I headed down the hall for immunotherapy session number eight. A decision, a path forward is what matters. The real start of decline in cancer, any cancer, is in your head: uncertainty, ambiguity, which creates the second stage, depression, followed by despair.
A smiling nurse, Becky, met me outside the treatment room. I walked with her past the other patients, some looking at their phones or sleeping, some with that blasted look of “what the heck is going on?” They’re the ones on the serious drugs, the major-league toxic medicines that kill healthy cells along with cancer, wrecking the body to save it. The room was nearly full.

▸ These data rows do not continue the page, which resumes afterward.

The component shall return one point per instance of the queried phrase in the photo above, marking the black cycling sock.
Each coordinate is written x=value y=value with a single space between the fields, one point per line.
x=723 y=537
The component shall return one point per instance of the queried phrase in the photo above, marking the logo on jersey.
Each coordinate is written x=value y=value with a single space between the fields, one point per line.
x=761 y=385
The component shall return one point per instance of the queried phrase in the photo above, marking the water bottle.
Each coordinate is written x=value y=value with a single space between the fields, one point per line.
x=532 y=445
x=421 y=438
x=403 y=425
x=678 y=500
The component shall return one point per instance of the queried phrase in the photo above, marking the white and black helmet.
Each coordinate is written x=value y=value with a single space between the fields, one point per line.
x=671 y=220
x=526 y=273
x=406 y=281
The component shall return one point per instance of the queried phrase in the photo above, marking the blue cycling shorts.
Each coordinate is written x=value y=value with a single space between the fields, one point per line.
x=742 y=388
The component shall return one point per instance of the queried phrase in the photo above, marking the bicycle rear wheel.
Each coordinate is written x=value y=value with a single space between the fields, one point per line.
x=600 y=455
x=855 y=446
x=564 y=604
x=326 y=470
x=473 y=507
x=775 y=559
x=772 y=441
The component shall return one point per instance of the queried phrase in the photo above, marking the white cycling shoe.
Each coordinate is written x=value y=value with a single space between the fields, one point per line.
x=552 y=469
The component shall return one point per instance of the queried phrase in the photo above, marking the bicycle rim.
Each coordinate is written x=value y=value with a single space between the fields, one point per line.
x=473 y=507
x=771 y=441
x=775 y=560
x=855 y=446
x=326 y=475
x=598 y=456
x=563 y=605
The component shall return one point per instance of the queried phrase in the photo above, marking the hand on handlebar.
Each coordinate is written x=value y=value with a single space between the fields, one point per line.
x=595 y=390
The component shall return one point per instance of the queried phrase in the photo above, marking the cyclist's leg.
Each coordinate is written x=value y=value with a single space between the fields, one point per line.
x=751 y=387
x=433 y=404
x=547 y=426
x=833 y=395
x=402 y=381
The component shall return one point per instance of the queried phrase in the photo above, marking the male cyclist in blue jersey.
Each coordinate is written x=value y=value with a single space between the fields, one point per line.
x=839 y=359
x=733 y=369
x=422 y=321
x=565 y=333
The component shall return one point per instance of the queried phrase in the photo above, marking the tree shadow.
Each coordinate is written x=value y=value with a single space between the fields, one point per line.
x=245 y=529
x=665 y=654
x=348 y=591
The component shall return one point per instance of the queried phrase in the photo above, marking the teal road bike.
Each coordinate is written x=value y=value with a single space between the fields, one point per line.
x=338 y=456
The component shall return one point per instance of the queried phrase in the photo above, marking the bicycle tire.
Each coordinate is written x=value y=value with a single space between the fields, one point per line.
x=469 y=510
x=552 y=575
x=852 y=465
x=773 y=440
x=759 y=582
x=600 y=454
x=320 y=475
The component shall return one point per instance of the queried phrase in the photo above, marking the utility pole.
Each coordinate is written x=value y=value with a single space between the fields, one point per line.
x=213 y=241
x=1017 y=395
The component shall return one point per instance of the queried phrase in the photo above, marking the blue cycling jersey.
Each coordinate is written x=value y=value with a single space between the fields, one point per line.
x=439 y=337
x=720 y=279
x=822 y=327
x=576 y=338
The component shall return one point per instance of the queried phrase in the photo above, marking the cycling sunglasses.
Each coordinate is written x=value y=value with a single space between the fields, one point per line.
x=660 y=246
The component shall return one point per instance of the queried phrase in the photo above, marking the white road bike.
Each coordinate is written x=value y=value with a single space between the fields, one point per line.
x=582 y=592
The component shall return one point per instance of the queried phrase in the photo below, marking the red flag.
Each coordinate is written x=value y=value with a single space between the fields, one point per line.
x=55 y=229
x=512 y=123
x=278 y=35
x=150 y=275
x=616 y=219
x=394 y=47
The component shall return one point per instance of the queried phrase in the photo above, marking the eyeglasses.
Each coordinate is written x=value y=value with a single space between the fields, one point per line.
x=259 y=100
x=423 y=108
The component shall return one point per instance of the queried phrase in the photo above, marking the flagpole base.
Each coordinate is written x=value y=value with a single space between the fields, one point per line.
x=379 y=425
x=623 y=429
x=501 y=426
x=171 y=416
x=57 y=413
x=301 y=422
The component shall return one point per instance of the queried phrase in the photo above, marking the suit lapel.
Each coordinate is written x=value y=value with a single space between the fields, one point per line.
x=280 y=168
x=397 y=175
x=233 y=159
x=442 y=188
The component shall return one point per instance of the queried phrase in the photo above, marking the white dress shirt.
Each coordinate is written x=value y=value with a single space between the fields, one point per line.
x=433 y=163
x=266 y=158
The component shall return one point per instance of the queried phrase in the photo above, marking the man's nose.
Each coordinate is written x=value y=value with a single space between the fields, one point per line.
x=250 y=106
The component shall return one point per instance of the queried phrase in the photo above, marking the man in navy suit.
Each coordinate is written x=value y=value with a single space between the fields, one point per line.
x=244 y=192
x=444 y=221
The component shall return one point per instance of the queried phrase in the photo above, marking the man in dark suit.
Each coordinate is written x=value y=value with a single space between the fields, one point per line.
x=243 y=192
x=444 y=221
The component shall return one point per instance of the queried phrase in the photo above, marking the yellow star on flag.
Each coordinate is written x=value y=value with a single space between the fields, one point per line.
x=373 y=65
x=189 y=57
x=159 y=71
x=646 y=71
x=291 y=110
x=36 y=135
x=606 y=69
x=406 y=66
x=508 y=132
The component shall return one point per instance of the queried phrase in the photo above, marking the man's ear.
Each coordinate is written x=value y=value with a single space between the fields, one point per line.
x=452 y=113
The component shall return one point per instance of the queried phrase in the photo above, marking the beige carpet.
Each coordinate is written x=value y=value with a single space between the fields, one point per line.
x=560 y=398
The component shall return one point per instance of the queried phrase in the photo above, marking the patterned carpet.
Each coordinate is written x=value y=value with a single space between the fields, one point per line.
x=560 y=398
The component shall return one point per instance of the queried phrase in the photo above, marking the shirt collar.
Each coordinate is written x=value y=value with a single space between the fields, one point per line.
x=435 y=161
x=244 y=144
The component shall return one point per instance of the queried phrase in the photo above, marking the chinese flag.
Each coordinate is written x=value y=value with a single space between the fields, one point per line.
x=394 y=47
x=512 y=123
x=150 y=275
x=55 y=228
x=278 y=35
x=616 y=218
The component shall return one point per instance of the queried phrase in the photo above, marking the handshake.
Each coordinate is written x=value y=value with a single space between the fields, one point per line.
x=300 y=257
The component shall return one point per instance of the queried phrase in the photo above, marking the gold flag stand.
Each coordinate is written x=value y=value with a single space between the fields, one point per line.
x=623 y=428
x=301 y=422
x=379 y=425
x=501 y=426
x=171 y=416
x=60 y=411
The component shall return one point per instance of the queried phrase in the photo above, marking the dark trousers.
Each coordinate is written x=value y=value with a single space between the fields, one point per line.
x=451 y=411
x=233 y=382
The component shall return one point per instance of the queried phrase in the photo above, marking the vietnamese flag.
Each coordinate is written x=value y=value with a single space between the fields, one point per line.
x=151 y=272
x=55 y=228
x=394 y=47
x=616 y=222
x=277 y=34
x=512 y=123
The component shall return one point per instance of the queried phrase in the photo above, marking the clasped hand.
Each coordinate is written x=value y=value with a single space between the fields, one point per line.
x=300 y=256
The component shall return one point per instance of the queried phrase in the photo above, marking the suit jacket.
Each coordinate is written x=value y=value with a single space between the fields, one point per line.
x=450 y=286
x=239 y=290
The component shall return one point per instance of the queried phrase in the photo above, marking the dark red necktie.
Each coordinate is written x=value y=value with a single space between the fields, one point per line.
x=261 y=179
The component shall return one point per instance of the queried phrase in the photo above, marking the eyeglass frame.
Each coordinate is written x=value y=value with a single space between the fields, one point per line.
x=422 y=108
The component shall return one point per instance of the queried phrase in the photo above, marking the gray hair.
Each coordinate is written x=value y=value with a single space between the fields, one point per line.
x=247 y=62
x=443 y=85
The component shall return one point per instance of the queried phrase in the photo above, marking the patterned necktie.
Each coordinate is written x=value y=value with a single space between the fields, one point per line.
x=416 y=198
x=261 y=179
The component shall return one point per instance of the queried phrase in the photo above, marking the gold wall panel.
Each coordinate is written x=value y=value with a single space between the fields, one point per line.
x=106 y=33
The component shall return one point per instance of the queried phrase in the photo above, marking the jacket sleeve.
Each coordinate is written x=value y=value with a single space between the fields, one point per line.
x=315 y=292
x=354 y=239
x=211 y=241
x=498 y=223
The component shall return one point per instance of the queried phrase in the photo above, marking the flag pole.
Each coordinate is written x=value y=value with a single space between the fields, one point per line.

“Looks like you’re busy,” I said.
“Always,” she answered.
Becky pointed at a Laz-Z-Boy next to an older lady. I sat, she inserted my IV. We waited 15 or 20 minutes while the pharmacists brewed the drug.
She picked up the plastic bag with the drug and hooked me up. The stuff flowed, I sipped water. The young chaplain, making his rounds, stopped by and exchanged pleasantries, asking if anything was new. I told him where I stood, he scribbled on his clipboard. He moved on to the lady on my left and chatted with her for a while. I was out of there in under an hour.
We headed home, into the minor-league rush hour traffic this minor-league city produces, past the lovely shade trees. We steered past pretty subdivisions and thick green pastures. As I drove, I wondered how many times I had visited the Cancer Institute. I had been seeing the doc now for two and a half years. For a couple of months he passed me to Dr. Z, the radiation oncologist, who pitched me back after radiation.
Then I thought of other things, the trip to Tennessee next month, the good, loving people around us, the cosmic events that create history, the blessings and tragedies we live through. The world creaked forward.